The fate of the Detroit Institute of Arts is a cornerstone of the city's bankruptcy exit plans.

CHICAGO — Michigan would create a seven-member committee to oversee Detroit for 20 years under legislation expected to be unveiled late Thursday, lawmakers said.

The bills would also authorize a state contribution of $195 million in a one-time lump cash infusion toward the bankrupt city's pension debt.

The money would come from Michigan's rainy-day fund, which currently has a balance of $580 million. The money would be repaid with annual appropriations of $17 million from the state's tobacco settlement fund.

The lump sum payment is a change from Gov. Rick Snyder's original proposal, in which the state was to contribute $350 million over 20 years. Snyder had proposed bonding against the tobacco funds to generate the proceeds.

The 10-bill package, expected to be unveiled late Thursday, is part of a so-called "grand bargain" between the state, the city, its pension systems, a group of private foundations and the city owned Detroit Institute of Arts museum.
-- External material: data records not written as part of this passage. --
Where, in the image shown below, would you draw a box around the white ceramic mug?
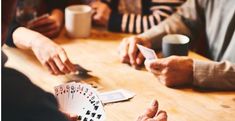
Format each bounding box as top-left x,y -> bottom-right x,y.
162,34 -> 190,57
65,5 -> 92,38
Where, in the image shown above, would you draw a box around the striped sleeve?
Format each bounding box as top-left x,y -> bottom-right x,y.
108,0 -> 185,34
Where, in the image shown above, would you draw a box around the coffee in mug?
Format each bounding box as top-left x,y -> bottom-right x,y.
162,34 -> 190,57
65,5 -> 92,38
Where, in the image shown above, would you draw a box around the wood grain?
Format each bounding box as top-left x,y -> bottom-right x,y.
3,29 -> 235,121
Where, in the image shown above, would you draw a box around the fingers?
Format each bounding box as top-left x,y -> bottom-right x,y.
61,111 -> 78,121
47,59 -> 63,75
58,49 -> 77,72
33,23 -> 59,33
144,100 -> 158,118
118,39 -> 130,63
53,55 -> 70,73
28,17 -> 55,29
154,110 -> 167,121
144,59 -> 166,73
44,49 -> 77,75
128,38 -> 138,67
136,53 -> 144,65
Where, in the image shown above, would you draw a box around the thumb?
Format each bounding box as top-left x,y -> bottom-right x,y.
144,100 -> 158,118
144,59 -> 164,72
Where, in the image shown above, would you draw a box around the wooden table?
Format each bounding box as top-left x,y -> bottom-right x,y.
3,30 -> 235,121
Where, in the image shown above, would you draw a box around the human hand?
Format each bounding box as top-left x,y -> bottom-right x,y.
145,56 -> 193,87
118,36 -> 151,68
91,1 -> 111,26
137,100 -> 167,121
27,10 -> 63,38
62,112 -> 78,121
31,36 -> 77,75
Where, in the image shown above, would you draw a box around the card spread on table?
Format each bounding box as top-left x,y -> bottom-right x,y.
54,82 -> 105,121
99,89 -> 135,104
137,44 -> 158,60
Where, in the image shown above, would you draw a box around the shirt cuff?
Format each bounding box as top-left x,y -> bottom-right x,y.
193,60 -> 235,90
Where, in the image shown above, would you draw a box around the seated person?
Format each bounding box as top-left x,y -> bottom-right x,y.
91,0 -> 185,33
1,0 -> 167,121
7,0 -> 66,41
6,0 -> 76,75
119,0 -> 235,90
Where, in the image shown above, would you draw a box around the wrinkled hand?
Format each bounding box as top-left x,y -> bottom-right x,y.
91,1 -> 111,26
145,56 -> 193,87
27,10 -> 63,38
32,37 -> 76,75
118,36 -> 151,68
137,100 -> 167,121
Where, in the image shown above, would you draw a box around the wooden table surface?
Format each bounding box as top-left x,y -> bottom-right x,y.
3,29 -> 235,121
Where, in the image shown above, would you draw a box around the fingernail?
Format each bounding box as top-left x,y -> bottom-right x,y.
151,100 -> 158,106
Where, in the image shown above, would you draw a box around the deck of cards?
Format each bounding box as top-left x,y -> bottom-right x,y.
54,82 -> 105,121
137,44 -> 158,60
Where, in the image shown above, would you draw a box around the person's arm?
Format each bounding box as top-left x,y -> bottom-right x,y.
108,0 -> 183,34
138,0 -> 204,49
119,0 -> 200,67
193,60 -> 235,90
13,27 -> 76,75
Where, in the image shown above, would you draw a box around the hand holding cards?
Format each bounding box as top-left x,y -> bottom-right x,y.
55,82 -> 105,121
99,89 -> 135,104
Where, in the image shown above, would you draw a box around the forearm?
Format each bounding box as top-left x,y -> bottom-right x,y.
12,27 -> 48,49
139,0 -> 201,49
193,60 -> 235,90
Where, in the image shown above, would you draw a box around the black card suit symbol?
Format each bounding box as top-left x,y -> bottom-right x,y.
94,106 -> 99,110
86,110 -> 91,115
90,100 -> 95,104
78,116 -> 82,121
91,113 -> 96,117
83,117 -> 88,121
97,114 -> 102,119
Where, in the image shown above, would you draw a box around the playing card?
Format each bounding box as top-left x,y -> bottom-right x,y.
55,82 -> 105,121
99,89 -> 135,104
76,64 -> 91,75
137,44 -> 158,60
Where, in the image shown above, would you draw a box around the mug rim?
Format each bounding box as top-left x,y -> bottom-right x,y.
162,34 -> 190,44
65,5 -> 92,13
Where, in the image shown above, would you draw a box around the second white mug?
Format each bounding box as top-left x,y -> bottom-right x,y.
65,5 -> 92,38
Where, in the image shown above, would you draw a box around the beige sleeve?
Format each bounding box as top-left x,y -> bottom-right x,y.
139,0 -> 202,49
193,60 -> 235,90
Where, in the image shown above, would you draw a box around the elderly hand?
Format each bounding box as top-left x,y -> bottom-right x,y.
27,10 -> 63,38
118,36 -> 151,68
91,1 -> 111,26
137,100 -> 167,121
145,56 -> 193,87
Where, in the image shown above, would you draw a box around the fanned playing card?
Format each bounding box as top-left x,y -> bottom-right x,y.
55,82 -> 105,121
In return for a roughly $816 million contribution, which includes the state funds, the DIA would be spun off to an independent nonprofit board that would protect the art collection from any future sale or privatization.
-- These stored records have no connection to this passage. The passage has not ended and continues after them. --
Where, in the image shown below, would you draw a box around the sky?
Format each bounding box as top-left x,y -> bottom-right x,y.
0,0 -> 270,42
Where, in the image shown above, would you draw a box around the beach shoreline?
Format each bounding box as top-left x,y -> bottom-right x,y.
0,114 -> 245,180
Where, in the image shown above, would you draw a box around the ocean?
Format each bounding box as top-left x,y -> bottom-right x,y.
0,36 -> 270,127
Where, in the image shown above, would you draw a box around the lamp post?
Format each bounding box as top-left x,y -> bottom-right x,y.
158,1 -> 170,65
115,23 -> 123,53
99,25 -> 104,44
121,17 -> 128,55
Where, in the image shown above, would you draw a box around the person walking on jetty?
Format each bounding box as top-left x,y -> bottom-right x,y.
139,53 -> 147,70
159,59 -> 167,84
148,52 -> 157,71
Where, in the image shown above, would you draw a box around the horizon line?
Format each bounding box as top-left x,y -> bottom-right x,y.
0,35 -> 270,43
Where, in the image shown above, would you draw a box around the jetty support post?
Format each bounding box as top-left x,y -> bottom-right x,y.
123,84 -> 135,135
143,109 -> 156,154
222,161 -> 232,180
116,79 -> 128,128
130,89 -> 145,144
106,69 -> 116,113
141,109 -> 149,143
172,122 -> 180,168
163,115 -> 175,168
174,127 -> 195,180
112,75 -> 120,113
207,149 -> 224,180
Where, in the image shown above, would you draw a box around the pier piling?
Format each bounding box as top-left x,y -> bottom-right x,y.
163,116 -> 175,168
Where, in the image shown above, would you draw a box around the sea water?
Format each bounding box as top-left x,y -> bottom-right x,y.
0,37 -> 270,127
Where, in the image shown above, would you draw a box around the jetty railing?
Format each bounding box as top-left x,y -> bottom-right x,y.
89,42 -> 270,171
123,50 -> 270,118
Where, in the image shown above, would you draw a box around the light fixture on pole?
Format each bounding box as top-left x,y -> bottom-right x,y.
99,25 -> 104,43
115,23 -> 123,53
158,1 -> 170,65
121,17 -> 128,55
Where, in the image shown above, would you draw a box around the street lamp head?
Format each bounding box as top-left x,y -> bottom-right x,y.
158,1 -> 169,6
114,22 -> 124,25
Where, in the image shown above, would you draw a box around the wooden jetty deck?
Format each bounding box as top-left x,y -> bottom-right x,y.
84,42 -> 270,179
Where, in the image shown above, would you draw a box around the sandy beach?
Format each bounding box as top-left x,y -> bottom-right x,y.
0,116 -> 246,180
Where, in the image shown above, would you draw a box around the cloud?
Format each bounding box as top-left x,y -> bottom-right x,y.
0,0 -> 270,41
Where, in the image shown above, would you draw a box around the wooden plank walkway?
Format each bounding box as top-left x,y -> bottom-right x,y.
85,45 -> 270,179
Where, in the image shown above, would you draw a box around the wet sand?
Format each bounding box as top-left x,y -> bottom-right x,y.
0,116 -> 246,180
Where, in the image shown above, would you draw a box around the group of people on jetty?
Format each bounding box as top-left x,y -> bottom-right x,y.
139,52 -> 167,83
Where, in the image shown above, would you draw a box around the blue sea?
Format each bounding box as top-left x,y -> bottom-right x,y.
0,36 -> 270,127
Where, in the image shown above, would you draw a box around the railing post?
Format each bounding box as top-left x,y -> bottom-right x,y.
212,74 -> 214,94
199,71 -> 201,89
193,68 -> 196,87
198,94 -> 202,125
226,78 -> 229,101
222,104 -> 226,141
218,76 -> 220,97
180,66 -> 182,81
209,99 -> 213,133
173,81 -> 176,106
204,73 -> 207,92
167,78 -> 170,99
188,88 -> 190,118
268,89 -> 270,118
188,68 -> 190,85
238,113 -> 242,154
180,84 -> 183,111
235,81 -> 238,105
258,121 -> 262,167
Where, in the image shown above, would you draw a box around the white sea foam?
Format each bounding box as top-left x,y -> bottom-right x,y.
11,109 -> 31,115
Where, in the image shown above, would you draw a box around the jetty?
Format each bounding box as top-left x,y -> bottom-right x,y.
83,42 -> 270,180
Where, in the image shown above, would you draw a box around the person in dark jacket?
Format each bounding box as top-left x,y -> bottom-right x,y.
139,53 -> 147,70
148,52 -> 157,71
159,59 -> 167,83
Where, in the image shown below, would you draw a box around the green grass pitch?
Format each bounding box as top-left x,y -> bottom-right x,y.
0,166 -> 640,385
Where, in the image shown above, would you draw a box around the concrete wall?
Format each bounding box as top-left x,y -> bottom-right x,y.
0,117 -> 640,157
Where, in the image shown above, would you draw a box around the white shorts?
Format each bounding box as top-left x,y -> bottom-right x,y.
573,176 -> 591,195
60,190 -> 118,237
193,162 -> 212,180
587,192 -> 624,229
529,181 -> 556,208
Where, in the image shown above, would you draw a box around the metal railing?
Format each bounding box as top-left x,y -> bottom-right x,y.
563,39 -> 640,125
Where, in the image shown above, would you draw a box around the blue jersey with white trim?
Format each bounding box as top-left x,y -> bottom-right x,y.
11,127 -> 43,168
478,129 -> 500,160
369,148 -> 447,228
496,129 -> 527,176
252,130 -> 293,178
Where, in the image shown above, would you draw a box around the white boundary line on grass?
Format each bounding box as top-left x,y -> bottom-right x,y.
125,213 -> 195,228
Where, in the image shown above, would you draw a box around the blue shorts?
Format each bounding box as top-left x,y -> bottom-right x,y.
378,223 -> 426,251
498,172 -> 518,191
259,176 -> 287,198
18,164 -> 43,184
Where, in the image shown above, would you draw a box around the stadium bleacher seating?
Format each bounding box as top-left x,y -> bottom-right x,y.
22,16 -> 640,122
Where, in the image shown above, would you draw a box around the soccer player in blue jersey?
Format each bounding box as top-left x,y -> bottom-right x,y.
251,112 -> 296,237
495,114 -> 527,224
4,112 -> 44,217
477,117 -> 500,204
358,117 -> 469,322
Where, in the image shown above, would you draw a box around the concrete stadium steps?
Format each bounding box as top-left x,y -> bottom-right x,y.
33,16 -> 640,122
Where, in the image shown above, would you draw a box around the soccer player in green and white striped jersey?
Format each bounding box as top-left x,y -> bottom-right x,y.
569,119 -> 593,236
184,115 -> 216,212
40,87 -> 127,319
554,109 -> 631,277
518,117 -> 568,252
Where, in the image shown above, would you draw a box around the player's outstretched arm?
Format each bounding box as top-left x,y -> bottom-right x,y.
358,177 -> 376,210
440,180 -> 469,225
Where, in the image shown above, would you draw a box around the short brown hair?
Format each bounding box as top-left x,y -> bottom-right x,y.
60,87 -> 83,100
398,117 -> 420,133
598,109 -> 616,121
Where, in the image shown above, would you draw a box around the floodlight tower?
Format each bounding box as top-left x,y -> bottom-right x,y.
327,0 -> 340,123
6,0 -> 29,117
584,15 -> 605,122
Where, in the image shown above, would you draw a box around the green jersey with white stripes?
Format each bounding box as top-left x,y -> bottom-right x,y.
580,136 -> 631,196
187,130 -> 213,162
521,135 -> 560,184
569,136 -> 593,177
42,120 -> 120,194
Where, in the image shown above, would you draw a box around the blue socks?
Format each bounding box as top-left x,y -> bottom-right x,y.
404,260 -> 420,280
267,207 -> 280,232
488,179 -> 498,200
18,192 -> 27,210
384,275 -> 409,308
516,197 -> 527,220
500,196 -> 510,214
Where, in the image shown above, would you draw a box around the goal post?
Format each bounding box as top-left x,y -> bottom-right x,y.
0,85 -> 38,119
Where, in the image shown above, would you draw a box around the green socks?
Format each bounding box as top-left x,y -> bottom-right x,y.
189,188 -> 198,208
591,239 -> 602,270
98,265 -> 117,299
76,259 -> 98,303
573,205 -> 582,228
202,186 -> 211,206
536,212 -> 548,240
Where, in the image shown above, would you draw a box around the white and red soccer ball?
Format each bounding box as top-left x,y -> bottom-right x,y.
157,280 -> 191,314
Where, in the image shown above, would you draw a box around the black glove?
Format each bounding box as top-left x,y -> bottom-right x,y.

Detroit's final plan of debt adjustment relies on the grand bargain, as most of the creditor settlements feature the additional funds.

The oversight board would have final say over the city's finances, budget and contracts, according to Rep. John Walsh, R-Livonia, who is taking the lead on the legislation.

The state would control most of the appointments to the oversight committee. Members would be appointed by the governor, state treasurer, state House speaker, state Senate Majority Leader, and the Detroit mayor. It's modeled after the board that oversaw New York City during that city's late 1970s fiscal crisis.

"If there are periods of fiscal health in the city, then it could go dormant," Walsh said.

House leaders earlier this week formed a new committee to handle the Detroit-related legislation. The House Committee on Detroit's Recovery and Michigan's Future will be chaired by Walsh and made up of two Republicans and two Detroit Democrats.

Snyder wants lawmakers to pass legislation before they break at the end of June.